我已经准备好了日期格式,并计算了两个事件之间的时间以及两个事件之间发生了多少次无事件。
data$timestamp <- as.POSIXct(data$timestamp, format="%m/%d/%Y %H:%M:%S")
nrow <- nrow(data)
for (i in 2:nrow) {
data$diff[i] <- difftime(data$timestamp[i], data$timestamp[i-1], units="secs")
}
data$NUm <- round(data$diff/30)
英文:
I have the data set with event ID and timestamp when this event happened. For example at 9/2/2019 17:06. I want to build Markov chain model with two states noevent and event. To avoid building continuous time Markov chain, I want to split the period by 30 second and checking if in those 30 seconds event happened or not. Maybe someone could help me how to do it in R? Thank you!
I only prepared the date format and calculated the time between two events as well how many no events happened between two events.

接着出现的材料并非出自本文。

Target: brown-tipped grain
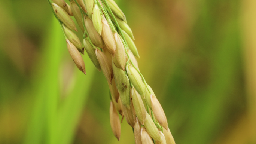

data$timestamp <- as.POSIXct(data$timestamp,format="%m/%d/%Y %H:%M:%S")
nrow <- nrow(data)
for (i in 2:nrow) {
data$diff[i] <- difftime(data$timestamp[i], data$timestamp[i-1], units="secs")}
data$NUm <-round(data$diff/30)
答案1
得分: 0
tidyverse solution
使用lubridate::floor_date()
来将时间戳舍入到30秒的间隔,并使用tidyr::complete()
来填充没有事件的间隔:
library(dplyr)
library(tidyr)
library(lubridate)
data %>%
mutate(timestamp = floor_date(timestamp, "30 seconds")) %>%
complete(timestamp = full_seq(timestamp, 30)) %>%
mutate(
event = ifelse(!is.na(id), "yes", "no"),
.keep = "unused"
)
# A tibble: 8 × 2
timestamp event
<dttm> <chr>
1 2023-02-19 10:01:00 yes
2 2023-02-19 10:01:30 no
3 2023-02-19 10:02:00 yes
4 2023-02-19 10:02:30 no
5 2023-02-19 10:03:00 no
6 2023-02-19 10:03:30 no
7 2023-02-19 10:04:00 no
8 2023-02-19 10:04:30 yes
Base R solution
与上面的逻辑类似,使用基本函数:
times <- as.POSIXlt(data$timestamp)
times$sec <- ifelse(times$sec < 30, 0, 30)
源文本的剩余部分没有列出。